Он что, серьёзно ищет презерватив? Он с ума сошёл?

— Сейчас, малышка, — и, продолжая меня удерживать, Генка в несколько шагов допрыгивает до клумбы и одним варварским жестом срывает несколько бело-розовых пионов.

— Ты что делаешь?! Здесь же кругом к-камеры!

— Так я вижу хреново… скажу, хотел подорожник к глазам приложить, но перепутал случайно. Так, всё, тихо, не сбивай меня с мысли.

Под ошарашенными взглядами нескольких очевидцев этого вопиющего вандализма Генка скачет вместе со мной обратно к скамейке и, снова усадив меня к себе на колени, протягивает пушистый и потрясающе пахнущий букетик. А я прячу руки за спину — не-эт, в таком безобразии я не участвую.

— Нас с тобой арестуют, — хнычу я. — Знаешь, какие н-немцы стукачи?

— Да и хрен с ними. Бегом сюда руки! — рявкает Генка. — Не обламывай такой важный момент.

— Момент нашего п-позора? — я сцепляю за спиной пальцы. — Не дам.

— А сейчас? — Генка разжимает свою ладонь, которой только что придерживал меня, а там…

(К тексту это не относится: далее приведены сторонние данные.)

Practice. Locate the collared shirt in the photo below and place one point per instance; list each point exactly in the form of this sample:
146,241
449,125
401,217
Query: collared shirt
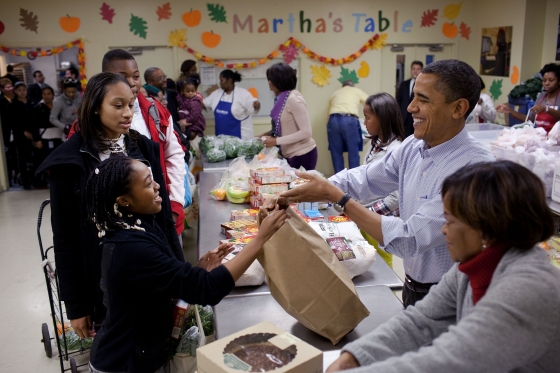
347,100
418,172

Моё сердце замирает от восторга и счастья, а руки сами тянутся к восхитительному колечку.

— Это мне?..

— Сперва цветы, — Генка впихивает мне в руки пионы (ой, мне теперь и в тюрьму не страшно!) и торжественно объявляет: — Стефания Скрипка, я повторно предлагаю тебе сменить фамилию, потому что ты — моя любимая женщина.

Загрузка...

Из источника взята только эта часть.